小規模だがレベルの高いジェームズ・スウェル・バレエ

 4月4日から9日までジョイスシアターにて、ジェームズ・スウェル・バレエの公演がありました。このカンパニーは、ジェームズ・スウェルによって1990年にニューヨークで創立され、93年に彼の故郷であるミネソタに拠点を移しました。小さなコンテンポラリーのダンスカンパニーにしては、女性ダンサーたちの実力のレベルがとても高かったので驚きました。女性たちはトウシューズで踊っていました。すべての振付は、ジェームズ・スウェルによるものです。

 ジェームズ・スウェルは17歳でニューヨークに引っ越し、スクール・オブ・アメリカン・バレエで学びながら、ABT IIで踊り始めました。その後、フェルド・バレエで6年間リードダンサーを務めました。NYCBでもゲスト・アーティストとして出演しました。彼は1982年から、50以上のバレエ作品の振付をしました。

 1つ目の作品は『アナグラム』。2004年7月初演の作品で、振付はジェームズ・スウェルです。ジェームズ・スウェル本人も最初だけ少し出てきて踊っていました。振付はクラシック・バレエ・ベースですが、コンテンポラリーの要素も混ざっています。個性的で面白かったです。

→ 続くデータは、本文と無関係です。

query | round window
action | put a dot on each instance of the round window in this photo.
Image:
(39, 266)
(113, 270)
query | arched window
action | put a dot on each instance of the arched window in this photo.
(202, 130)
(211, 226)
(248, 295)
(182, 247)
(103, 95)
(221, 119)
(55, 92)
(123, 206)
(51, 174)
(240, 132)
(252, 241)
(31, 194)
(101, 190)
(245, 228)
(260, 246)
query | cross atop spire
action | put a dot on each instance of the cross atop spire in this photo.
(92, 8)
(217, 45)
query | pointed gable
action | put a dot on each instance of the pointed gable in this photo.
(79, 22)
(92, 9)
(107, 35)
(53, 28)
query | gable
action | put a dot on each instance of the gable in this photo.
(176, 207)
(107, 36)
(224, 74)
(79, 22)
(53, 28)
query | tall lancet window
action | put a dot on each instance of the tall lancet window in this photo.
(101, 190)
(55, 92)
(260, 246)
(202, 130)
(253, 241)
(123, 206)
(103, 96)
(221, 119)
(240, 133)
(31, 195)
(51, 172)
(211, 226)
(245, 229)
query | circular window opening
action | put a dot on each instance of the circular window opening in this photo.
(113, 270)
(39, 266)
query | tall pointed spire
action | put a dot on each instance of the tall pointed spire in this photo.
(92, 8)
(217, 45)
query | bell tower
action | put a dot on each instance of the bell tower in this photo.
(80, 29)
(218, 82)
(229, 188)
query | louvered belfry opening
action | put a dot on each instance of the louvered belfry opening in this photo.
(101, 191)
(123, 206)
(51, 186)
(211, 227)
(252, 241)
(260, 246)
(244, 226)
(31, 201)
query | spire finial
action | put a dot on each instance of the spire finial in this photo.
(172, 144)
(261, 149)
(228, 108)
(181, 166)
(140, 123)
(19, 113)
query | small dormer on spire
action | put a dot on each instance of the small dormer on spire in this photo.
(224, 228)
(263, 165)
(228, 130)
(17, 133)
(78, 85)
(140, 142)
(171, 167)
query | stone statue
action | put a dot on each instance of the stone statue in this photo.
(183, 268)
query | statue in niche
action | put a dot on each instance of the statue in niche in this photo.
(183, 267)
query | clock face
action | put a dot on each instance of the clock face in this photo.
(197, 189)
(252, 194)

 次は、『インボリューション』で、2005年4月の作品です。暗闇にスモークがたかれていて、ライトが舞台の斜め前から一筋当てられているだけでした。踊るのがとても難しそうな振付で、音楽のリズムも一定ではないし、ケイレンしたり不規則な動きをしたり。音は速くなったり遅くなったり、メリハリのある構成でした。振付はとてもよかったです。スモークが消えてバックには虹色のライトがあたり、両横からは朝日のように照明のすじが差し込んでいた光景は、特に印象に残っています。

 3つ目は、『ガイ・ノアール:ザ・バレエ』で、2005年9月の作品です。演劇風の物語のある作品で、歌のないミュージカルのようなものでした。衣裳もおとぎの国のロボットのようで、絵本の中の世界みたいでした。一味違う個性的で変わった作品で面白かったです。